Nevertheless, the letter is useful in suggesting some steps that Section 501(c)(3) organizations should take to protect themselves when they do have interactions with candidates for public office. It is quite clear that if the candidate is speaking in a non-candidate capacity, the organization should make sure that campaign volunteers for the candidate are not campaigning on premises that are under the control of the organization. It appears that volunteers can campaign in close proximity to the site of the speech, provided it is public property, or property that is not within the control of the organization (e.g., private property of another person or entity in close proximity to the speech site). However, Section 501(c)(3) organizations should be careful. We wonder whether the IRS might look at the situation differently if the candidate and the organization collude, with the organization knowing from the outset that the speech will be non-political, but that volunteers will be waiting on the public sidewalk just outside the hall as attendees leave the hall. We would argue that the organization is using its assets and goodwill to bring together a crowd to facilitate the candidate's campaign activity. But for the speech, it would be unlikely that those 1,000 people would be directly exposed to the campaign volunteers on public property.
We also think the fact that the UCC set ground rules and had its counsel speak to the Obama campaign were critical steps. The announcement to the audience was also important. Any organization that finds itself in a position similar to the UCC would be wise to take comparable steps and to then document them.
We have to chuckle about the link to the IRS Web site and advising church leaders about Revenue Ruling 2007-41. Had Wesley Snipes linked to the IRS Web site would he have received a reduced sentence? We doubt it. Nevertheless, there is no cost in strapping on these wings. So why not do it?

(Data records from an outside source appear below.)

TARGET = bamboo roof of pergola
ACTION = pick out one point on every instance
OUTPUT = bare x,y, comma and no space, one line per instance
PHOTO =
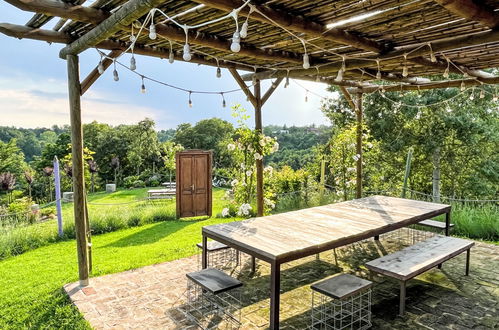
462,34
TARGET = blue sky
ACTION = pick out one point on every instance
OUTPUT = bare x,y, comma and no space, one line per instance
33,89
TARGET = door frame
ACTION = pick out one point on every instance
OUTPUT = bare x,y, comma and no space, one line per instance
178,179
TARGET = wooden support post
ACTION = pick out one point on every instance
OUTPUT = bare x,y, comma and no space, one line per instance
259,163
358,111
407,172
78,169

As we said, it is too bad that the IRS did not address whether Senator Obama's speech crossed the line. We would have learned a lot had the IRS concluded that the Obama speech had crossed the line, but that the UCC had not engaged in a prohibited intervention. We would have a better sense of how to determine whether a speech constitutes a prohibited intervention and whether the Section 501(c)(3) organization has the duty to then cut the power on the mike.